Of special concern, he added: Unlike Sunday, schools were in session, and the window of highest risk that forecasters identified included the rush hour.

Based on conditions, a tornado watch was posted for Monday. The storm generating the tornado that hit Moore triggered a tornado warning 16 minutes before the twister touched down at about 2:56 Monday afternoon. Over the next 40 minutes, it would cover 20 miles on a path that took it through the heart of Moore.

Yet for all that apparent prescience, forecasters still have a hard time estimating in advance where any single supercell might appear. And even if they could do that, researchers have long pointed out that relatively few supercells actually spawn tornadoes. So figuring out which could become tornadic also presents a challenge.

Researchers currently are engaged in a month-long project in the Plains to gather more-detailed information on supercell storms in hopes of increasing the lead time in predicting their appearance, as well as better pinpointing where they will pop up.

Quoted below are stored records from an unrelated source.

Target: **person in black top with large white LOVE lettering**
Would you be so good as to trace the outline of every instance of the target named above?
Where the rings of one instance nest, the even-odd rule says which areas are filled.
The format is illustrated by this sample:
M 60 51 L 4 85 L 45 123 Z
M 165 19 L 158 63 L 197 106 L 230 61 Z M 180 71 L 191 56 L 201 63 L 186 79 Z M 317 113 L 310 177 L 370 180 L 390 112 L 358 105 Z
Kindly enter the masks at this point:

Josh Wurman, a researcher working with mobile weather radar designed to tease out details within a storm, acknowledges the problem.

"I was in southern Oklahoma yesterday afternoon," he told NPR's "Morning Edition." "I had just driven through Moore and was in what I and most others who were pursuing storms thought would be the risky area for storms."

He ended up "a few dozen miles" south of the tornado's starting point.

"That points out the real limitation of our skill in being able to forecast tornadoes," he said. "We don't really know exactly where they're going to occur."